Torrah Giles, MA, UCCS MA Alumna, recently published an article drawn from her research paper written for Professor Jimenez’s City and Citizenship course.
San Francisco, 1906: The Law and Citizenship in Disaster
By Torrah Giles, MA
UCLA Historical Journal, December 2017
Abstract: Using the city of San Francisco and the earthquake and fire of 1906 as a case study, this paper examines the use of violence to impose public order, while seeking to show that disaster can affect the laws of a community. In San Francisco, the belief that martial law was in effect led to a power shift. The confusion created a unique situation in which city leaders contradicted the very law they were seeking to enforce, and obliterated the rights of citizens in the name of protection and public order.
In the scholarship of the 1906 disaster, most works that consider the military involvement in disaster tend to downplay the events, which so many memoirs, eyewitness accounts, and newspaper reports described from that year. This paper uses those primary sources to show how Mayor Schmitz and the military leaders directly affected the scale of the urban disaster that followed the earthquake by essentially seizing power through the military. The mayor’s illegal declaration and actions caused confusion in the city and altered the parameters of citizenship. Secondary research in both the field of history and the field of disaster studies will allow this paper to explicate the laws of the federal, state, and city government, which will explain the extralegal and illegal activities of the leaders of San Francisco and the effect those actions had on the catastrophe.
We asked Torrah to describe the process of submitting and revising for publication. Here are her reflections:
I published my first graduate thesis on something of a whim. I had discussed the idea of publishing the paper with Dr. Jimenez and my peer reader, but had heard so often about the brutal editing process that many experience when publishing a paper that I did not feel particularly motivated to put my work out there. But, the seed was planted and I was very curious and knew that it is a vital part of the career path I have chosen. I researched journals for a while. I looked at journals that accept work from American history, more broad journals that do not specify a field or era, and journals that accept graduate student submissions only. I finally chose the UCLA Historical Journal because it is a graduate student publication and has no particular field. I went that route because I wanted a journal that would consider my article even if it didn’t fit into a certain box.
In order to submit my paper, I had to pare it down quite a bit—by about 12 pages. The original paper was much longer so removing so much of the paper was honestly the most difficult part of the whole experience. I ended up breaking the paper down into sections within sections and rewriting some parts in order to make them make sense without all the other information that I needed to cut. I had to meet some formatting requirements as well. All of this took me about four hours on a Sunday. And then I waited. And waited. I heard back from the editor after about three months, explaining that they had just completed their journal for 2015 and were slating articles for the 2017 journal if I wished to wait, otherwise I could withdraw my article. I wasn’t sure that that meant they had accepted my submission, so I asked Dr. Harvey who explained to me that my article was going to be published!

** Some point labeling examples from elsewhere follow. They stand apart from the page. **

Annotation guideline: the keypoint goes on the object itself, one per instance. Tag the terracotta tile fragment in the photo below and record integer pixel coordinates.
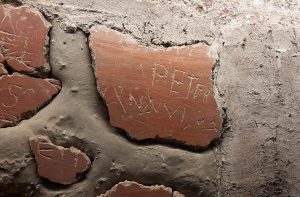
(156, 92)
(21, 96)
(177, 194)
(23, 36)
(3, 71)
(133, 189)
(56, 163)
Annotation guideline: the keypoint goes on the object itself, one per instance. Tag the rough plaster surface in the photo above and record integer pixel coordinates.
(256, 81)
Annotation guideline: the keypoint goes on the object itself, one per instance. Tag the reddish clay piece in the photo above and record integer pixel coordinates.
(23, 36)
(156, 93)
(21, 96)
(56, 163)
(2, 70)
(133, 189)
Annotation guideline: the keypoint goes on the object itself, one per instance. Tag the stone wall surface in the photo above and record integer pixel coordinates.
(149, 98)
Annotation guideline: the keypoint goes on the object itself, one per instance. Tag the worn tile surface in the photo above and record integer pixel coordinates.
(156, 92)
(56, 163)
(23, 36)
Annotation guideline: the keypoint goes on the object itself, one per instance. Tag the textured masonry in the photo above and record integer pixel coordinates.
(133, 189)
(156, 92)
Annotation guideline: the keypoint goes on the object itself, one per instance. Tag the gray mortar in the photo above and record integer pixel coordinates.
(257, 81)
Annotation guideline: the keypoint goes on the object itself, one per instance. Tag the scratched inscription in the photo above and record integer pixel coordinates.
(21, 96)
(165, 93)
(56, 163)
(23, 35)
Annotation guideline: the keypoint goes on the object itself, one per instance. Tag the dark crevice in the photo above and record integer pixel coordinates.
(172, 143)
(12, 2)
(9, 70)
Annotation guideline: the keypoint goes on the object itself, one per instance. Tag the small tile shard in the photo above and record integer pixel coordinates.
(56, 163)
(156, 92)
(133, 189)
(23, 39)
(3, 71)
(21, 96)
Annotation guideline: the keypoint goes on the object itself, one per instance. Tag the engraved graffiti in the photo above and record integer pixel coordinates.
(153, 93)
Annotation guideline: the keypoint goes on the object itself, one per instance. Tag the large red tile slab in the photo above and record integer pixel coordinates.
(133, 189)
(56, 163)
(156, 92)
(21, 96)
(23, 36)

Then I waited again. I didn’t get edits back until about nine months ago. The most difficult edits I needed to do were to rework some of my interpretation of my primary sources. When I wrote the paper for class, I had not yet developed a strong voice in my writing yet. Reading back over it, I could see where I needed to believe in my own argument. About three months after the first round of edits came the second, that time it was more clean up and formatting rather than any additional writing. Then about a month before publication I received a proof, which I was asked to review, and finally the notice that the journal edition was live.

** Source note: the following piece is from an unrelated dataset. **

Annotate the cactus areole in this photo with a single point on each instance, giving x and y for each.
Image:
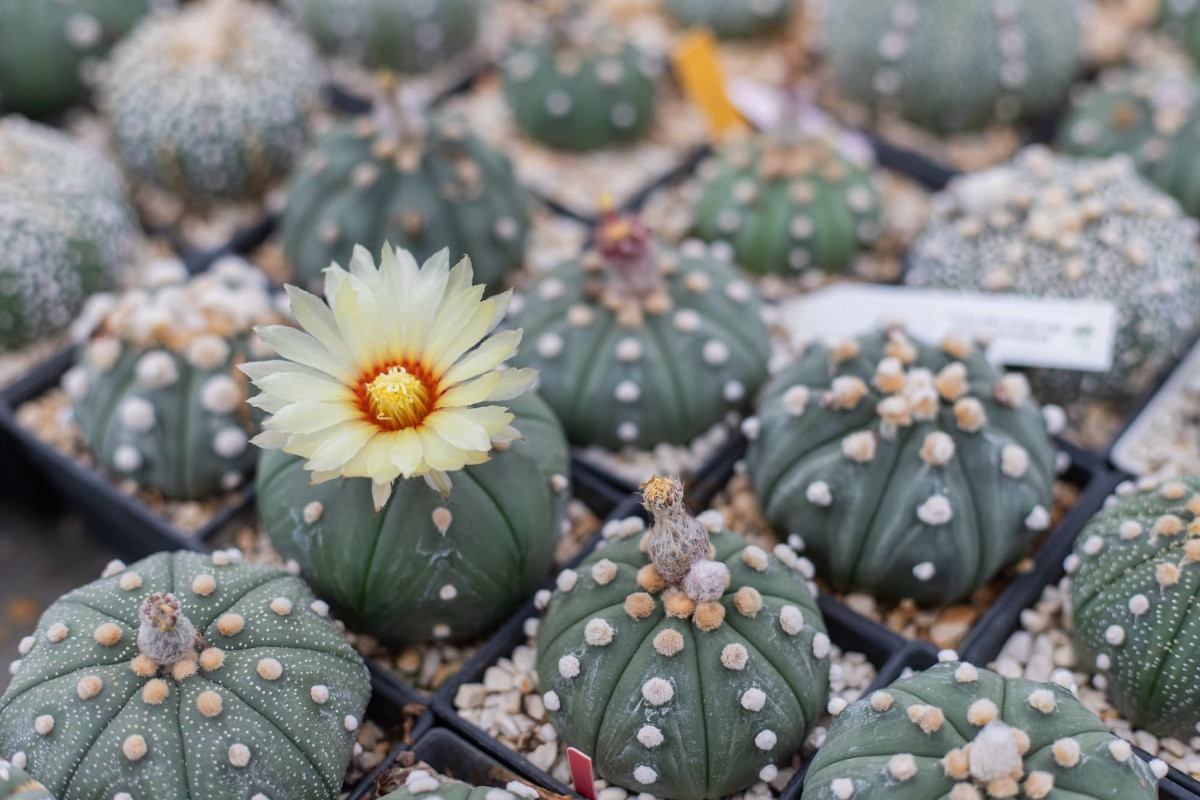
(689, 663)
(186, 677)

I am not sure how typical my experience was, but the process was certainly very exciting. I learned a few things from the experience. Mostly that my voice should be the strongest in the paper, that I am the expert and have permission to make a strong argument. I wished that I had kept better electronic notes. I am a hands on person, so a lot of my notes were written and stuck into library books that I had long since returned. Revisiting a source after so much time away was challenging; if I had written some of my notes into a file I could have more easily remembered where my work was headed as I reviewed that source. The greatest takeaway that I have found, though, is that being published is extremely validating. I enjoy writing so much, and knowing that others enjoy reading what I’ve put out into the world makes me feel like I’m on the right path and I am so glad I gave it a try.